Modern law is too dense to be knowable. “It will be of little avail to the people,” James Madison observed, “if the laws be so voluminous that they cannot be read, or so incoherent that they cannot be understood.” The quest for “clear law” is futile also because most regulatory language is inherently ambiguous. Dense rulebooks do not avoid disputes—they just divert the dispute to the parsing of legal words. 
"Nursing homes, day-care centers....(have) a maze of input-oriented regulations. “Food shall be stored not less than 15 cm above the floor”; “there shall be .09 recreational workers per resident”—about a thousand rules in most states for nursing homes.  Australia ...in the wake of scandalous revelations of poor nursing homes ... abandoned the thick rule book and replaced it with 31 general principles, for example to provide “a homelike environment” and to honor residents’ “privacy and dignity.” The result was an almost immediate transformation for the better.
Principles, ironically, are less susceptible to abuse of state power and gamesmanship than precise rules. One of the many paradoxes of “clear law” is that no one can comply with thousands of rules. With principles, a citizen can stand his ground to an unreasonable demand."

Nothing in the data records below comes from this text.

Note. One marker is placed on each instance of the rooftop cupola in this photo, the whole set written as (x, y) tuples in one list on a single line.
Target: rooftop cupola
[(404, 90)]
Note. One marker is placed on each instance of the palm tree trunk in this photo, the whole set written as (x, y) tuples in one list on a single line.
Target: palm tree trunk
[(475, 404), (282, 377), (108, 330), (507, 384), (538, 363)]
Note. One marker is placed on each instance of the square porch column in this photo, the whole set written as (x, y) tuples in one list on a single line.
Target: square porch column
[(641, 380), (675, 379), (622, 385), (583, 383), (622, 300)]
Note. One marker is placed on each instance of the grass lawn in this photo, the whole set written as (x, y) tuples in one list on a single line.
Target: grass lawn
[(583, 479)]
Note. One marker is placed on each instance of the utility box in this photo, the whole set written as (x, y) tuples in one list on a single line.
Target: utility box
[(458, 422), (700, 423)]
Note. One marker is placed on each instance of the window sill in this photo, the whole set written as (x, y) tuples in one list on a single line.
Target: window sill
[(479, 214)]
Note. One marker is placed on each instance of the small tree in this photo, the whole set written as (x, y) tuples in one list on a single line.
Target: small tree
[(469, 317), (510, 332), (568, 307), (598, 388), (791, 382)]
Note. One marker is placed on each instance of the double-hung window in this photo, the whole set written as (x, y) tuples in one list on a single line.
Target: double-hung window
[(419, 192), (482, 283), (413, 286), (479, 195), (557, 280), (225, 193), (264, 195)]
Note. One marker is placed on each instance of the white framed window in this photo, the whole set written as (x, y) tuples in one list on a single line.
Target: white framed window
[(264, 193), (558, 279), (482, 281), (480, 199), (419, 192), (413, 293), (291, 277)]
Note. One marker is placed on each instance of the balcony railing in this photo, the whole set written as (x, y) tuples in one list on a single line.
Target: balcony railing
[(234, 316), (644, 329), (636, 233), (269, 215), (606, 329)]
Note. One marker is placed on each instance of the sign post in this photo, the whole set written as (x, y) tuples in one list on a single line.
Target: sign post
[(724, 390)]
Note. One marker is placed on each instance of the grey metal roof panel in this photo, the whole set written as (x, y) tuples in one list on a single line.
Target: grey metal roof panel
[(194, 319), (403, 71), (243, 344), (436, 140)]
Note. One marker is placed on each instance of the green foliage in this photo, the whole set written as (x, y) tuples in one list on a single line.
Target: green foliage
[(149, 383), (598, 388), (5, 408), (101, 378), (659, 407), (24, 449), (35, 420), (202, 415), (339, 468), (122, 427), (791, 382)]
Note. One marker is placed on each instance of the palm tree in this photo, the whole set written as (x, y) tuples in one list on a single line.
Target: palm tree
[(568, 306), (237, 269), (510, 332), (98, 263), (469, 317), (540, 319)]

He also writes: "Shackling public choices with ironclad rules...dictating correctness in advance supplants human responsibility. ("Nothing that's good works by itself".) Responsibility is nowhere in modern government. Who’s responsible for the budget deficits? Nobody: Program budgets are set in legal concrete. Who’s responsible for failing to fix America’s decrepit infrastructure? Nobody."

He recognizes some rules need to be prescriptive but calls for principle and good judgement as the first face of the law.

Note: Howard's reference to Australia sounds appealing but a quick Google search didn't find it.  The link to his name at the top of the page points to his career and data..

1 comment:

  1. What are you trying to do; put the lawyers out of business?